Stepping away from the buzz, resisting the impulse to constantly be buying clothing and to be keeping up with the latest and greatest goes against the cultural shopping norms in our society. This is the challenge for many consumers.
Being more mindful in your consumption and fashion choices requires an investment of time to understand more about how a brand makes their clothing, how fabrics are made and how people are treated in their supply chain. Many people don’t have the time or incentive to do this research, though I’d say increasingly consumers want to know this information.
Q: Can you list a few common "mistakes" (or mis-considerations) when it comes to consumers shopping retail/fashion?
The higher the price point on the garment, the more ethical the manufacturing. Not true. Many luxury brands are the worst offenders on human rights in their supply chains and pay their workers poorly. Do the work, and research the brand before you buy.
Cotton is sustainable. Not true. Conventional, non-organic cotton uses extremely large amounts of fresh water to create, which is then unusable as it’s toxic. The cotton industry is one of the world’s top insecticide and pesticide users in the world and a major exploiter of human rights. If you are going to buy cotton, look for organic options that are certified by an organization like GOTS.
Sustainable fashion is not affordable. There are many ways to integrate more elements of sustainability into your wardrobe without breaking the bank. A great way is thrifting or vintage shopping. You can also do a clothing swap with friends or in your community. And ultimately, the goal is to buy less. So instead of buying 10 x $10 t-shirts this year, invest in two really nice, ethically-made ones that will last you season over season.
Q: What are some ways we can make kinder decisions - without sacrificing our style?!

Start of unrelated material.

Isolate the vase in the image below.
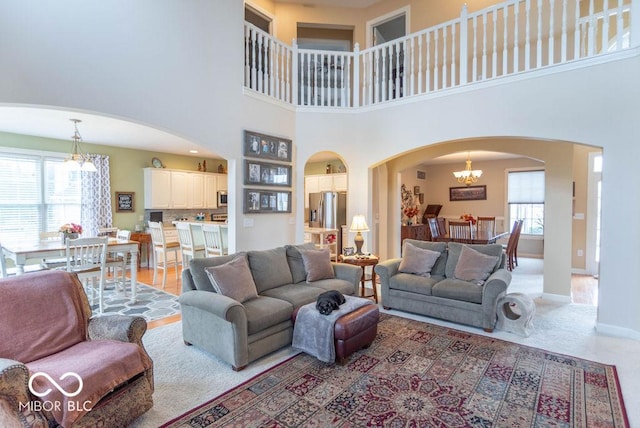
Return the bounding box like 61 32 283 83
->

A: Do your research. A conscious consumer is an educated consumer! The sustainable fashion landscape is changing, and there are hundreds of new brands entering the space every year. Each one offers something for everyone. I think there’s still a stigma out there that all sustainable clothing is uncomfortable and boxy. It’s not the case.
Also, when you’re thinking about buying something new, think need first. What do you need in your closet? Is it the perfect white-T? Great. Now, use resources out there to find some brands that have standards that resonate with you. A couple of great resources for learning more about ethical fashion brands is DoneGood.co, TheGoodTrade.com and TrustedClothes.com.
Q: If there's one thing you wish would/could change in the retail fashion landscape, what would it be?
A: I would make fashion retailers publish the wages for the people who make their clothes.
I think that alone would change many people’s purchasing decisions. There are so many stories still of garment workers not being paid properly, being exploited, harassed, abused, overworked, working in dangerous conditions, and in some cases dying while making clothing. Brands that we all know, and may have in our closet are not operating at the highest level of ethics, mainly because they can exploit others in countries that lack labour laws.
Q: What does "retail therapy" mean to you?
A: I’m a reformed compulsive shopper. In my 20s, I used to shop if I was upset, or bored. I now only shop for items that I need, and focus on a rule of one in, one out in my wardrobe. So, shopping isn’t retail therapy for me anymore because I’m very picky about the brands I’ll shop with and they must meet my standards of ethics in order to buy from them. For me, it’s all about experiences over things.
For ‘retail therapy’ now, I love practicing self-care like reading a good book, meditating, drinking a glass of wine, researching travel destinations or meeting friends for a dinner.